My first take looked at the contradictions inherent in a CEO commanding that their company adopt a system which itself does not condone managers or commanding. That article was more about the process of adopting self-management than about any particular self-management structure. But I think Holacracy is an enabler (even if unintentionally) of quick adoptions that are more likely to have these contradictory properties.
Inspired by Chris Clark’s article about potentially moving beyond Holacracy, it occurred to me that there is perhaps a fundamental tradeoff at work here. A central goal of Holacracy is to make it easier and faster for organizations to adopt self-management (in part by providing “off the shelf” solutions). The part of me that wants to encourage the world to move beyond traditional power structures loves the idea of speeding up that process. And yet I think this approach contradicts a core truth: that how things are done is often far more important than what is done or how quickly it is done. For example, the ownership and responsibility generated in the process of co-creation is often more impactful than the objective merits of the solution itself. (See: Peter Block)

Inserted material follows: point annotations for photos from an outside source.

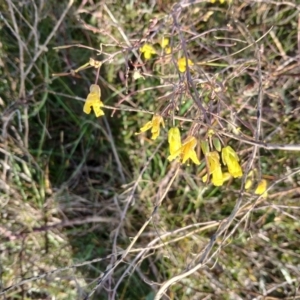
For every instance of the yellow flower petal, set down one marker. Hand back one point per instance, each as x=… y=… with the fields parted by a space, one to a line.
x=174 y=140
x=214 y=166
x=164 y=42
x=148 y=50
x=188 y=150
x=261 y=188
x=231 y=159
x=155 y=125
x=182 y=64
x=248 y=184
x=93 y=101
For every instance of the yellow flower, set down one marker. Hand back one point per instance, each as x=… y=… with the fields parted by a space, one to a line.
x=164 y=42
x=231 y=159
x=93 y=101
x=174 y=140
x=248 y=184
x=182 y=64
x=214 y=166
x=168 y=50
x=261 y=188
x=148 y=50
x=155 y=125
x=186 y=151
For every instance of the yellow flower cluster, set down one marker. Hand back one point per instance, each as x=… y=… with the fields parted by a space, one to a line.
x=154 y=125
x=93 y=101
x=230 y=159
x=181 y=63
x=185 y=150
x=148 y=50
x=260 y=189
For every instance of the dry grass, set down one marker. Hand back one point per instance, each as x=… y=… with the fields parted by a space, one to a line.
x=89 y=210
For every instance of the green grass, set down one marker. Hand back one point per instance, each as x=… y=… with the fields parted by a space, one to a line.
x=76 y=190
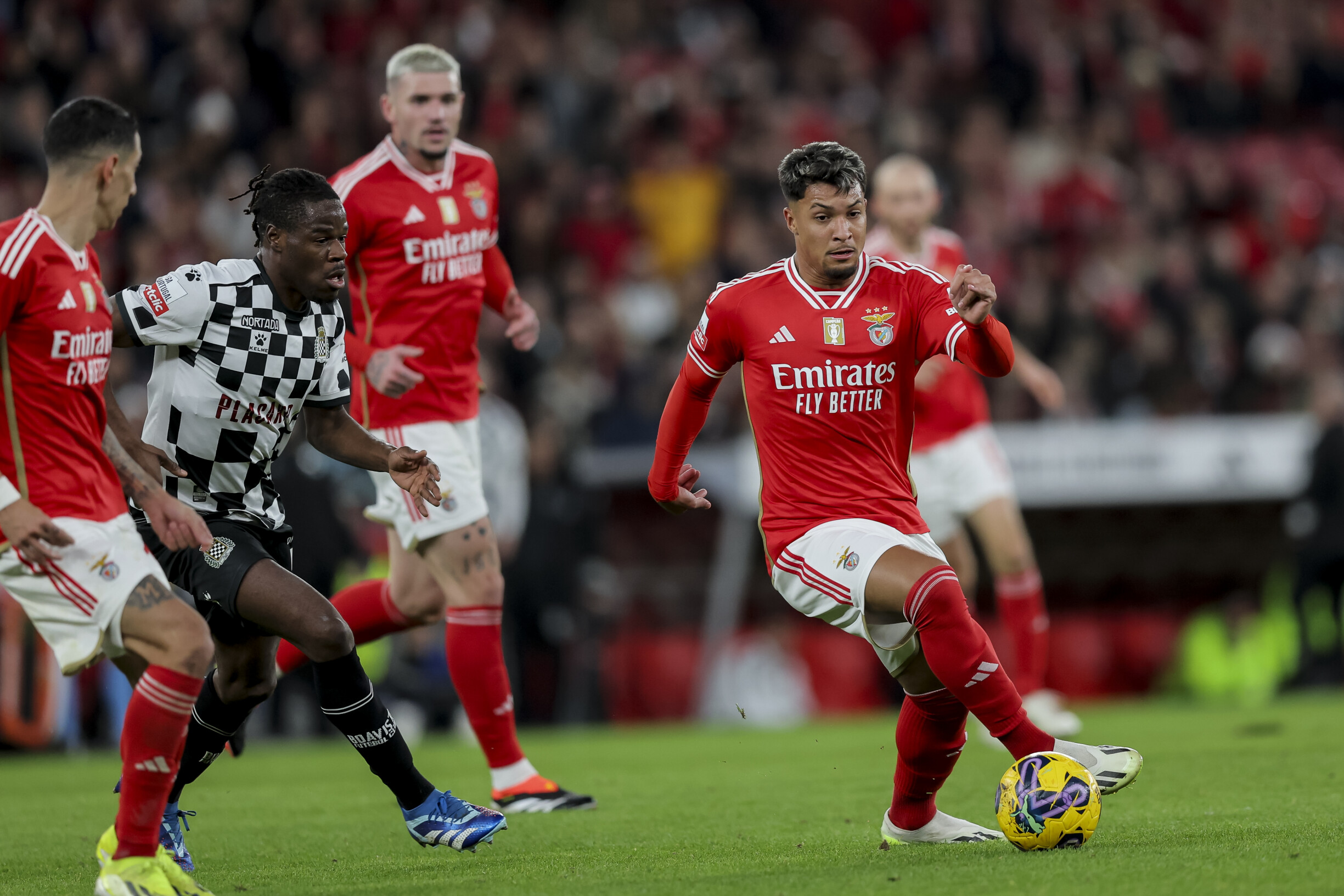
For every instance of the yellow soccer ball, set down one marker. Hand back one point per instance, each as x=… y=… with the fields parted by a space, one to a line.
x=1047 y=801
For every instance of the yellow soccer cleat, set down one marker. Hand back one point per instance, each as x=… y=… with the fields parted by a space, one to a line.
x=181 y=882
x=133 y=876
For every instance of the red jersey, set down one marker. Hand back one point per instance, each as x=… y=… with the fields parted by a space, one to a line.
x=953 y=399
x=830 y=388
x=54 y=355
x=420 y=250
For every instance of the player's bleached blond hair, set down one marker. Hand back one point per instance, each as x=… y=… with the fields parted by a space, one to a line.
x=420 y=57
x=901 y=163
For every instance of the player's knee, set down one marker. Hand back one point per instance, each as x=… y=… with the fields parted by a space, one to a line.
x=421 y=605
x=330 y=639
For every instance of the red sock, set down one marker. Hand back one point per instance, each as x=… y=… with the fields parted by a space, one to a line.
x=960 y=655
x=367 y=609
x=151 y=748
x=930 y=732
x=476 y=664
x=1022 y=606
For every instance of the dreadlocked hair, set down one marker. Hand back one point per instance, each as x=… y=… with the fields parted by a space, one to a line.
x=282 y=199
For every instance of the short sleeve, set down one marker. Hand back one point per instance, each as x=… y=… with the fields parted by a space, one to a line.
x=714 y=343
x=170 y=311
x=938 y=324
x=333 y=387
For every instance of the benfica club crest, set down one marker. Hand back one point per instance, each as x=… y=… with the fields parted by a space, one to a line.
x=879 y=331
x=476 y=194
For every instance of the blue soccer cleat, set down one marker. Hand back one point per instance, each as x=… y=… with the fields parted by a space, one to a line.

So by shortcutting its way to a solution, Holacracy bypasses some of the vital ownership-, growth-, and community-building functions that a slower, more imperfect process of creating a solution together would have supported. This seems to be a fundamental downside of any technique to speed up or short-cut growth. That is, the tradeoff for getting something more quickly is that it’s less robust, less integrated, and less whole.
This is not an argument that Holacracy is “bad” — these are legitimate tradeoffs, and different contexts will call for different approaches. But that’s also part of the point. Truly understanding your context takes more time than adopting an off-the-shelf solution.